When I was about 5, my uncle decided to build a hunting cabin on a corner of the farm he and my mom grew up on. We went out one weekend to see how they were progressing. I honestly can't remember how far along they were at this point but I do know they'd dug out a hole for the septic system. My second cousins who were a little younger (let's call them Mickey and Alfie) were there. I hated them. They were little blond monsters with bowlcuts who thought they were adorable but behaved like little thugs. Their parents and grandparents laughed about how ornery they were when they talked about how the boys broke a window or hit a person in the head with a rock. Anyway, the adults had gone off to look at something and we were wandering around.

I wanted to be with the grownups but was saddled with my cousins. We were wandering around the edges of the septic pit looking down into it. It had obviously been dug for a while: the bottom was a mucky, muddy, algae covered mess; and there was a noticeable odor rising up from it. I can't remember if Mickey (the older cousin) did anything particular to anger me, or if his very being was what forced my hand.
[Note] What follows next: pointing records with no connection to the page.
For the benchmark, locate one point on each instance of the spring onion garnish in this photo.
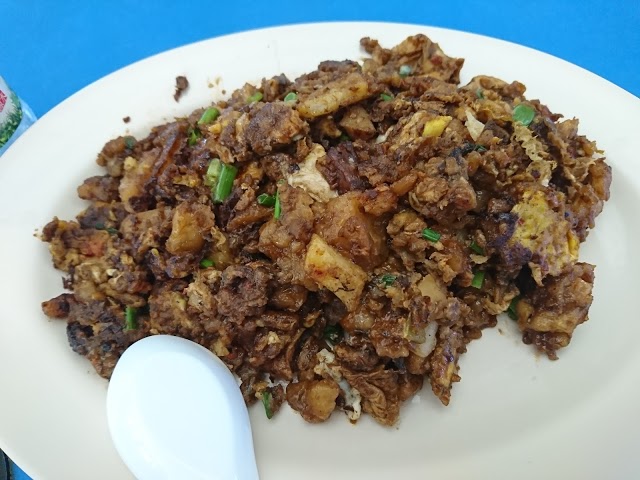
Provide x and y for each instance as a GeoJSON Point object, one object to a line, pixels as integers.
{"type": "Point", "coordinates": [387, 279]}
{"type": "Point", "coordinates": [209, 115]}
{"type": "Point", "coordinates": [129, 142]}
{"type": "Point", "coordinates": [194, 135]}
{"type": "Point", "coordinates": [213, 172]}
{"type": "Point", "coordinates": [431, 235]}
{"type": "Point", "coordinates": [266, 401]}
{"type": "Point", "coordinates": [523, 114]}
{"type": "Point", "coordinates": [277, 208]}
{"type": "Point", "coordinates": [256, 97]}
{"type": "Point", "coordinates": [225, 183]}
{"type": "Point", "coordinates": [511, 311]}
{"type": "Point", "coordinates": [130, 317]}
{"type": "Point", "coordinates": [206, 263]}
{"type": "Point", "coordinates": [290, 97]}
{"type": "Point", "coordinates": [266, 200]}
{"type": "Point", "coordinates": [332, 334]}
{"type": "Point", "coordinates": [478, 279]}
{"type": "Point", "coordinates": [405, 70]}
{"type": "Point", "coordinates": [476, 248]}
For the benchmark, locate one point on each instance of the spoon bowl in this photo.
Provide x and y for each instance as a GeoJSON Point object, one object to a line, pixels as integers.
{"type": "Point", "coordinates": [175, 411]}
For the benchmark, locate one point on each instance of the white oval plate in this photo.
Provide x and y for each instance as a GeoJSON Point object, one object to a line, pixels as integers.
{"type": "Point", "coordinates": [514, 415]}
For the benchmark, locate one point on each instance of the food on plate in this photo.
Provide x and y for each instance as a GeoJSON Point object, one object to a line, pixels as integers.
{"type": "Point", "coordinates": [339, 239]}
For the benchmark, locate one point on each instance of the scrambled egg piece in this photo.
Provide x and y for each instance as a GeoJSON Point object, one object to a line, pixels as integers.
{"type": "Point", "coordinates": [545, 233]}
{"type": "Point", "coordinates": [310, 179]}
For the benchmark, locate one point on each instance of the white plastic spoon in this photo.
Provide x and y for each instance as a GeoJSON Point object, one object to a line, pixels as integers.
{"type": "Point", "coordinates": [175, 412]}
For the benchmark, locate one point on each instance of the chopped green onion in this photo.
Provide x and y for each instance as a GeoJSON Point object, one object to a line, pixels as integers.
{"type": "Point", "coordinates": [523, 114]}
{"type": "Point", "coordinates": [209, 115]}
{"type": "Point", "coordinates": [277, 208]}
{"type": "Point", "coordinates": [511, 311]}
{"type": "Point", "coordinates": [431, 235]}
{"type": "Point", "coordinates": [387, 279]}
{"type": "Point", "coordinates": [130, 316]}
{"type": "Point", "coordinates": [332, 334]}
{"type": "Point", "coordinates": [405, 70]}
{"type": "Point", "coordinates": [290, 97]}
{"type": "Point", "coordinates": [225, 183]}
{"type": "Point", "coordinates": [129, 142]}
{"type": "Point", "coordinates": [478, 279]}
{"type": "Point", "coordinates": [194, 135]}
{"type": "Point", "coordinates": [266, 401]}
{"type": "Point", "coordinates": [266, 200]}
{"type": "Point", "coordinates": [213, 172]}
{"type": "Point", "coordinates": [256, 97]}
{"type": "Point", "coordinates": [206, 263]}
{"type": "Point", "coordinates": [476, 248]}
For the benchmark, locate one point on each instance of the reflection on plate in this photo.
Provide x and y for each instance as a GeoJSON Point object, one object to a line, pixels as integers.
{"type": "Point", "coordinates": [514, 415]}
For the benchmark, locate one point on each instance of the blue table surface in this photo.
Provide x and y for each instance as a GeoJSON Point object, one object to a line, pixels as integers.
{"type": "Point", "coordinates": [49, 50]}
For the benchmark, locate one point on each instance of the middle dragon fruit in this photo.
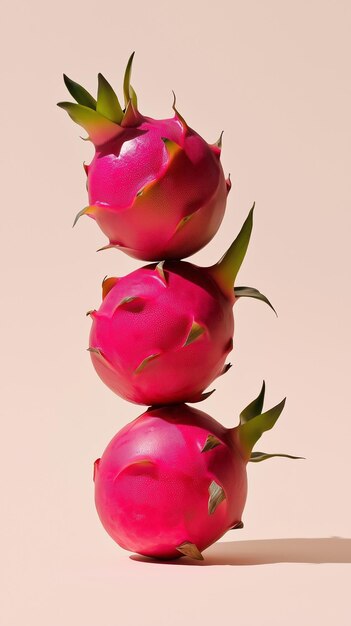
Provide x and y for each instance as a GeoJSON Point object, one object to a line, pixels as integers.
{"type": "Point", "coordinates": [156, 188]}
{"type": "Point", "coordinates": [163, 332]}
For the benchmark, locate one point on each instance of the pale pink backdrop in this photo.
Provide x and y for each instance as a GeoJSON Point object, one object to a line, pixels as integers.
{"type": "Point", "coordinates": [275, 75]}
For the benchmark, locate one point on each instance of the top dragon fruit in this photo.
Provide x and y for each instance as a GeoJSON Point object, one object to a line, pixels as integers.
{"type": "Point", "coordinates": [156, 188]}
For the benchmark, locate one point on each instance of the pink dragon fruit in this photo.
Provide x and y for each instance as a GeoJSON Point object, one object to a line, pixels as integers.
{"type": "Point", "coordinates": [174, 480]}
{"type": "Point", "coordinates": [156, 188]}
{"type": "Point", "coordinates": [163, 332]}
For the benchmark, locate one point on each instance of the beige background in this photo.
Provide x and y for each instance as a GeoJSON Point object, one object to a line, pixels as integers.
{"type": "Point", "coordinates": [275, 75]}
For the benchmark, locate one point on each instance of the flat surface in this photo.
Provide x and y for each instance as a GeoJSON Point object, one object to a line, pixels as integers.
{"type": "Point", "coordinates": [275, 76]}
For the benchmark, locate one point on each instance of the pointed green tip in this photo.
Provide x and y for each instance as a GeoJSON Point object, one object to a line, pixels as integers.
{"type": "Point", "coordinates": [253, 423]}
{"type": "Point", "coordinates": [126, 80]}
{"type": "Point", "coordinates": [81, 95]}
{"type": "Point", "coordinates": [226, 270]}
{"type": "Point", "coordinates": [255, 407]}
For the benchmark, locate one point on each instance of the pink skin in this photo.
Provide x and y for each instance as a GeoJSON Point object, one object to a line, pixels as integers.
{"type": "Point", "coordinates": [177, 181]}
{"type": "Point", "coordinates": [158, 322]}
{"type": "Point", "coordinates": [152, 482]}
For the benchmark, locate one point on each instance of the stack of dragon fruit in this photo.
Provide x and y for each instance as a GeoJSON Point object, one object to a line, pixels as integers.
{"type": "Point", "coordinates": [174, 480]}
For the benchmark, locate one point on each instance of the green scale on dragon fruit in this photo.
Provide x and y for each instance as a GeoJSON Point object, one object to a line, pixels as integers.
{"type": "Point", "coordinates": [162, 333]}
{"type": "Point", "coordinates": [156, 188]}
{"type": "Point", "coordinates": [174, 480]}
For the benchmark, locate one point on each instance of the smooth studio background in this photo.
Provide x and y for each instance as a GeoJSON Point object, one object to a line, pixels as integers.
{"type": "Point", "coordinates": [275, 76]}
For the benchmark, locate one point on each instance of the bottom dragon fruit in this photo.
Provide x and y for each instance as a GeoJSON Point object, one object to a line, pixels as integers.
{"type": "Point", "coordinates": [174, 480]}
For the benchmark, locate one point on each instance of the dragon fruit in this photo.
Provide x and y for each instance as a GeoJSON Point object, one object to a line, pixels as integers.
{"type": "Point", "coordinates": [163, 332]}
{"type": "Point", "coordinates": [156, 188]}
{"type": "Point", "coordinates": [174, 480]}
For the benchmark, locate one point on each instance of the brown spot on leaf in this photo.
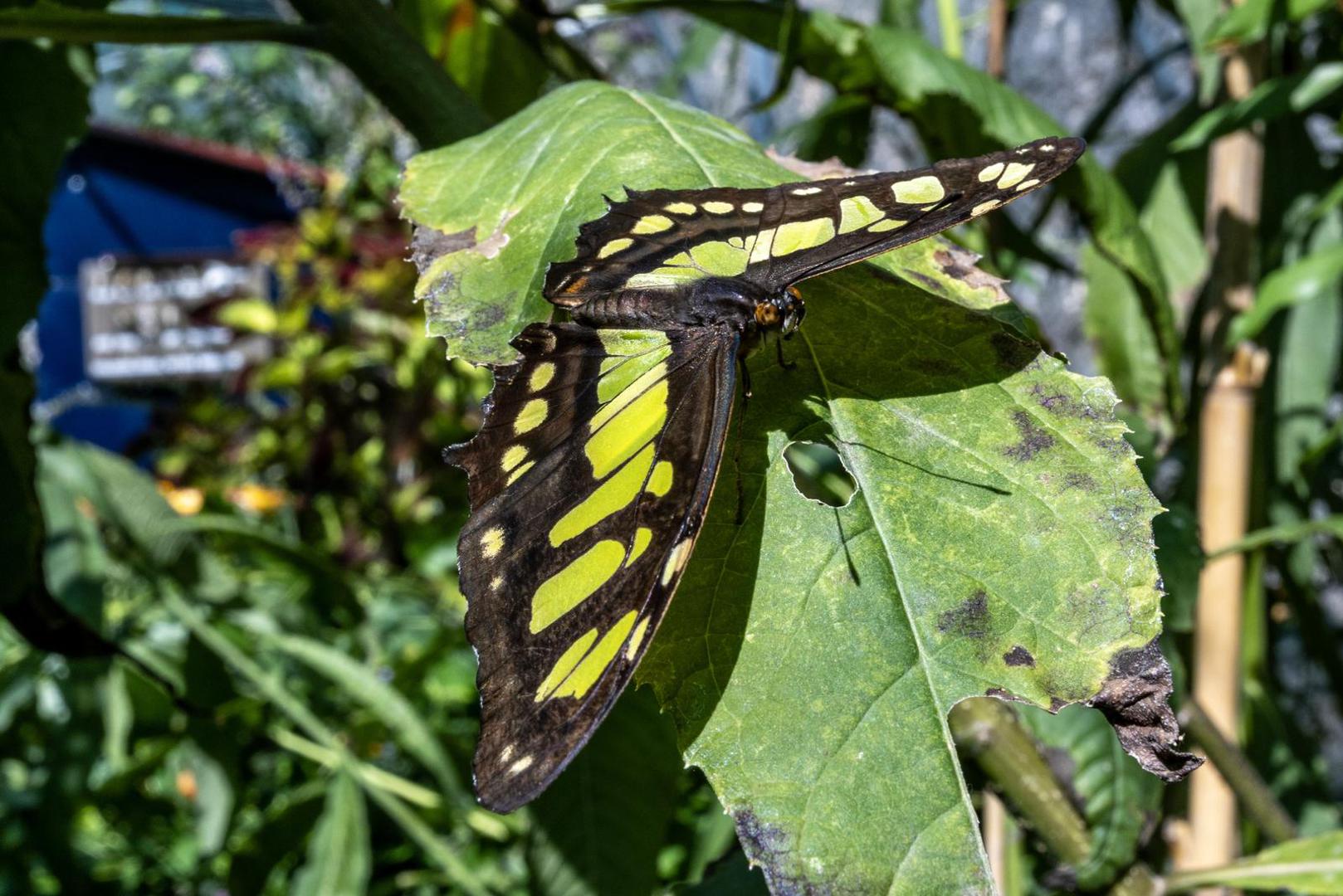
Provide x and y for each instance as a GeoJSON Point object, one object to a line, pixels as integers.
{"type": "Point", "coordinates": [1135, 700]}
{"type": "Point", "coordinates": [969, 618]}
{"type": "Point", "coordinates": [428, 245]}
{"type": "Point", "coordinates": [767, 845]}
{"type": "Point", "coordinates": [960, 264]}
{"type": "Point", "coordinates": [1033, 438]}
{"type": "Point", "coordinates": [930, 284]}
{"type": "Point", "coordinates": [1079, 481]}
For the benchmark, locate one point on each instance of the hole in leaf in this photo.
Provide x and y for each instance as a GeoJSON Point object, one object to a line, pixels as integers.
{"type": "Point", "coordinates": [819, 475]}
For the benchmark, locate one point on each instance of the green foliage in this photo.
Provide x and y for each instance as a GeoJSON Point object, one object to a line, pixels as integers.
{"type": "Point", "coordinates": [293, 703]}
{"type": "Point", "coordinates": [1119, 800]}
{"type": "Point", "coordinates": [1308, 865]}
{"type": "Point", "coordinates": [949, 450]}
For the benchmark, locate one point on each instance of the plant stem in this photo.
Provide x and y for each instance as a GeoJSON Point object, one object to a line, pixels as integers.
{"type": "Point", "coordinates": [269, 685]}
{"type": "Point", "coordinates": [1288, 533]}
{"type": "Point", "coordinates": [1225, 460]}
{"type": "Point", "coordinates": [1138, 881]}
{"type": "Point", "coordinates": [997, 61]}
{"type": "Point", "coordinates": [84, 26]}
{"type": "Point", "coordinates": [949, 22]}
{"type": "Point", "coordinates": [369, 776]}
{"type": "Point", "coordinates": [988, 731]}
{"type": "Point", "coordinates": [1249, 787]}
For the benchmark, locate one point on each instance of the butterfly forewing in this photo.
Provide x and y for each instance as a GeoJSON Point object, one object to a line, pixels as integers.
{"type": "Point", "coordinates": [775, 236]}
{"type": "Point", "coordinates": [588, 483]}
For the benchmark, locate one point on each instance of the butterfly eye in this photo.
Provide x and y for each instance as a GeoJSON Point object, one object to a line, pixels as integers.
{"type": "Point", "coordinates": [767, 314]}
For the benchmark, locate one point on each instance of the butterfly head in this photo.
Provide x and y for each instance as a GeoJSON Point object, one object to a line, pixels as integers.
{"type": "Point", "coordinates": [782, 312]}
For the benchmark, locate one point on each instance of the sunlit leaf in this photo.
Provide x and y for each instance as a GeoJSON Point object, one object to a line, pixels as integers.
{"type": "Point", "coordinates": [1308, 865]}
{"type": "Point", "coordinates": [623, 789]}
{"type": "Point", "coordinates": [1316, 275]}
{"type": "Point", "coordinates": [999, 539]}
{"type": "Point", "coordinates": [339, 860]}
{"type": "Point", "coordinates": [1121, 802]}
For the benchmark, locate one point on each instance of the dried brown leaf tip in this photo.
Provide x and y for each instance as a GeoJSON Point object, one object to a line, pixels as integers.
{"type": "Point", "coordinates": [1135, 699]}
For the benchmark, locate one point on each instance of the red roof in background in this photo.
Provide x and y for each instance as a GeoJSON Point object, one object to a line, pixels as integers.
{"type": "Point", "coordinates": [211, 151]}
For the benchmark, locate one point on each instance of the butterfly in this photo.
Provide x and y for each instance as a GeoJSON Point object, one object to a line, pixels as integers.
{"type": "Point", "coordinates": [593, 470]}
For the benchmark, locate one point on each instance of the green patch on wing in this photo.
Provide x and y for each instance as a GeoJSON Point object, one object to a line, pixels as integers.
{"type": "Point", "coordinates": [813, 653]}
{"type": "Point", "coordinates": [495, 210]}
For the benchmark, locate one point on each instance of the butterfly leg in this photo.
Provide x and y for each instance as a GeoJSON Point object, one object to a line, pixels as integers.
{"type": "Point", "coordinates": [738, 442]}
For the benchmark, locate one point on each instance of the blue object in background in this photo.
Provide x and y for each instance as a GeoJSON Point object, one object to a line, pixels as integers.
{"type": "Point", "coordinates": [148, 197]}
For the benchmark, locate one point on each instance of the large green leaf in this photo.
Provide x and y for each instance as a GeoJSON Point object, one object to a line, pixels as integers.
{"type": "Point", "coordinates": [999, 539]}
{"type": "Point", "coordinates": [1119, 801]}
{"type": "Point", "coordinates": [1307, 865]}
{"type": "Point", "coordinates": [365, 688]}
{"type": "Point", "coordinates": [339, 860]}
{"type": "Point", "coordinates": [960, 110]}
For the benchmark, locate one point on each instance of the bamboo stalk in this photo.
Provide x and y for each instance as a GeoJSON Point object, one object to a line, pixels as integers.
{"type": "Point", "coordinates": [997, 61]}
{"type": "Point", "coordinates": [1227, 429]}
{"type": "Point", "coordinates": [994, 824]}
{"type": "Point", "coordinates": [1223, 489]}
{"type": "Point", "coordinates": [1241, 777]}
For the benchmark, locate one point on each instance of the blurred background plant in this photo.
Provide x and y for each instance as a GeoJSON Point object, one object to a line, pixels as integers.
{"type": "Point", "coordinates": [293, 704]}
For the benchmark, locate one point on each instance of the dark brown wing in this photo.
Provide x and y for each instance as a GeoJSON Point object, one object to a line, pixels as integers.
{"type": "Point", "coordinates": [588, 483]}
{"type": "Point", "coordinates": [779, 236]}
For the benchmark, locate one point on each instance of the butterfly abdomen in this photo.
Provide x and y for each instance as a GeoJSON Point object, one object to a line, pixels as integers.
{"type": "Point", "coordinates": [710, 301]}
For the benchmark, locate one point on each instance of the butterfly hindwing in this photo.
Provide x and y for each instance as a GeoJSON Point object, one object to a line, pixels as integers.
{"type": "Point", "coordinates": [665, 240]}
{"type": "Point", "coordinates": [588, 481]}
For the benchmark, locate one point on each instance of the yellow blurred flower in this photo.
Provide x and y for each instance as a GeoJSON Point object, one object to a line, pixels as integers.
{"type": "Point", "coordinates": [186, 501]}
{"type": "Point", "coordinates": [256, 499]}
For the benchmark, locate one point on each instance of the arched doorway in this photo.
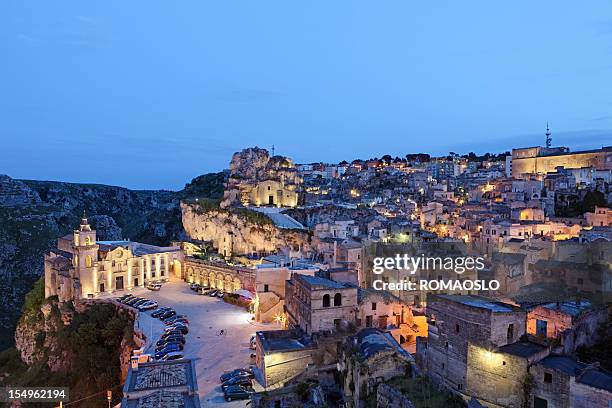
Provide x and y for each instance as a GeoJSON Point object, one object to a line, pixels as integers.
{"type": "Point", "coordinates": [177, 268]}
{"type": "Point", "coordinates": [237, 284]}
{"type": "Point", "coordinates": [204, 278]}
{"type": "Point", "coordinates": [220, 281]}
{"type": "Point", "coordinates": [229, 283]}
{"type": "Point", "coordinates": [189, 274]}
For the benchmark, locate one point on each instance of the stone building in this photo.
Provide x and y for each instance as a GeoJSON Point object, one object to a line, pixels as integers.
{"type": "Point", "coordinates": [563, 382]}
{"type": "Point", "coordinates": [368, 359]}
{"type": "Point", "coordinates": [219, 275]}
{"type": "Point", "coordinates": [601, 217]}
{"type": "Point", "coordinates": [82, 267]}
{"type": "Point", "coordinates": [571, 323]}
{"type": "Point", "coordinates": [260, 180]}
{"type": "Point", "coordinates": [282, 355]}
{"type": "Point", "coordinates": [497, 377]}
{"type": "Point", "coordinates": [317, 304]}
{"type": "Point", "coordinates": [458, 322]}
{"type": "Point", "coordinates": [382, 310]}
{"type": "Point", "coordinates": [270, 288]}
{"type": "Point", "coordinates": [530, 161]}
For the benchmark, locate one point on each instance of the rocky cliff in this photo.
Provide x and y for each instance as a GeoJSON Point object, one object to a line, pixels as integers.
{"type": "Point", "coordinates": [33, 214]}
{"type": "Point", "coordinates": [83, 346]}
{"type": "Point", "coordinates": [245, 231]}
{"type": "Point", "coordinates": [250, 166]}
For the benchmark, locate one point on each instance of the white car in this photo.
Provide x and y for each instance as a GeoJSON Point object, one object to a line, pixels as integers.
{"type": "Point", "coordinates": [175, 355]}
{"type": "Point", "coordinates": [148, 306]}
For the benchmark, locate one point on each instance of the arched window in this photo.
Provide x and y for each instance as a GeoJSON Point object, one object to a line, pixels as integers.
{"type": "Point", "coordinates": [326, 300]}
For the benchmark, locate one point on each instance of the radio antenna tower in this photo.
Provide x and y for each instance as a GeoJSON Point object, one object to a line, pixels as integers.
{"type": "Point", "coordinates": [548, 138]}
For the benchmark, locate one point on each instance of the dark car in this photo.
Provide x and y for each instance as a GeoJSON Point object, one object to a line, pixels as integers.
{"type": "Point", "coordinates": [173, 355]}
{"type": "Point", "coordinates": [167, 314]}
{"type": "Point", "coordinates": [171, 333]}
{"type": "Point", "coordinates": [178, 328]}
{"type": "Point", "coordinates": [175, 317]}
{"type": "Point", "coordinates": [160, 311]}
{"type": "Point", "coordinates": [182, 321]}
{"type": "Point", "coordinates": [236, 393]}
{"type": "Point", "coordinates": [123, 298]}
{"type": "Point", "coordinates": [243, 380]}
{"type": "Point", "coordinates": [245, 372]}
{"type": "Point", "coordinates": [171, 339]}
{"type": "Point", "coordinates": [172, 343]}
{"type": "Point", "coordinates": [137, 302]}
{"type": "Point", "coordinates": [168, 349]}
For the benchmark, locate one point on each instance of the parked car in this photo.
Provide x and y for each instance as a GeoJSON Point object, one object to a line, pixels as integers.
{"type": "Point", "coordinates": [169, 348]}
{"type": "Point", "coordinates": [247, 372]}
{"type": "Point", "coordinates": [123, 298]}
{"type": "Point", "coordinates": [171, 339]}
{"type": "Point", "coordinates": [175, 318]}
{"type": "Point", "coordinates": [167, 314]}
{"type": "Point", "coordinates": [182, 321]}
{"type": "Point", "coordinates": [147, 305]}
{"type": "Point", "coordinates": [163, 346]}
{"type": "Point", "coordinates": [179, 328]}
{"type": "Point", "coordinates": [171, 333]}
{"type": "Point", "coordinates": [160, 311]}
{"type": "Point", "coordinates": [154, 286]}
{"type": "Point", "coordinates": [175, 355]}
{"type": "Point", "coordinates": [238, 380]}
{"type": "Point", "coordinates": [236, 393]}
{"type": "Point", "coordinates": [171, 318]}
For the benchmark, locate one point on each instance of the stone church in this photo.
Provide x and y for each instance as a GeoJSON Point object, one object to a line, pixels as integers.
{"type": "Point", "coordinates": [82, 267]}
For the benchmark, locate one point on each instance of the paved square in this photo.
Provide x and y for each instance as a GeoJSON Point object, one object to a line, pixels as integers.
{"type": "Point", "coordinates": [213, 354]}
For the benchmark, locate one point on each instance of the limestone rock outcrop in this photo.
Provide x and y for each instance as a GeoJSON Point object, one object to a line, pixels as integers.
{"type": "Point", "coordinates": [239, 231]}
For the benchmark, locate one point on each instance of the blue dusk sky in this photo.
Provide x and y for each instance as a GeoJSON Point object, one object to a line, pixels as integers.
{"type": "Point", "coordinates": [149, 94]}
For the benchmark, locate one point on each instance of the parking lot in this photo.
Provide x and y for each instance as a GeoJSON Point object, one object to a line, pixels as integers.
{"type": "Point", "coordinates": [213, 354]}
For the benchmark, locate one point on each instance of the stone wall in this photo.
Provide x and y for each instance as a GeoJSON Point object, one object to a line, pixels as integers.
{"type": "Point", "coordinates": [217, 275]}
{"type": "Point", "coordinates": [388, 397]}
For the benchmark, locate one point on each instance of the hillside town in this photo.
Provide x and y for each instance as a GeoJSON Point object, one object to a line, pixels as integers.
{"type": "Point", "coordinates": [271, 297]}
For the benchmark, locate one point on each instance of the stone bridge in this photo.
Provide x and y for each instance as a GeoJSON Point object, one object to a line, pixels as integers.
{"type": "Point", "coordinates": [218, 276]}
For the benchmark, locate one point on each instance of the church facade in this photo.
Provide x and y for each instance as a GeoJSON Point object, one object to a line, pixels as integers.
{"type": "Point", "coordinates": [82, 267]}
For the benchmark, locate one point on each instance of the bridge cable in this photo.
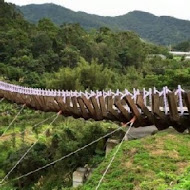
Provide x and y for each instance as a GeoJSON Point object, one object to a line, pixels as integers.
{"type": "Point", "coordinates": [23, 156]}
{"type": "Point", "coordinates": [114, 155]}
{"type": "Point", "coordinates": [62, 158]}
{"type": "Point", "coordinates": [12, 121]}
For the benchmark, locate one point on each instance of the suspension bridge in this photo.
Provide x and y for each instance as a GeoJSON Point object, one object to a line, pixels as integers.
{"type": "Point", "coordinates": [163, 108]}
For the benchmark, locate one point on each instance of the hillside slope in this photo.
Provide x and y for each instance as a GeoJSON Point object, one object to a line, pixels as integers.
{"type": "Point", "coordinates": [161, 30]}
{"type": "Point", "coordinates": [153, 163]}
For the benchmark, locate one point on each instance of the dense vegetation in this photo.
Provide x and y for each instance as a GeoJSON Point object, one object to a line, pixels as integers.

He had gotten very close to the edge of the hole and his brother was a little ways away, looking at rocks or something. I looked around, didn't see any adults and pushed him into the pit. He hit the mud and came up, covered in scum and muck but didn't cry. I moved back from the pit and forced myself to cry. A huge, snotty, red-faced crying fit. Then I started yelling for my family. I went running in their direction screaming about "He got too close to the edge...I told him not to....but he didn't listen" or something like that. They came running and my dad and uncle got him out of the muddy mess and handed him over to my aunt who preceded to give him a world class spanking for not listening.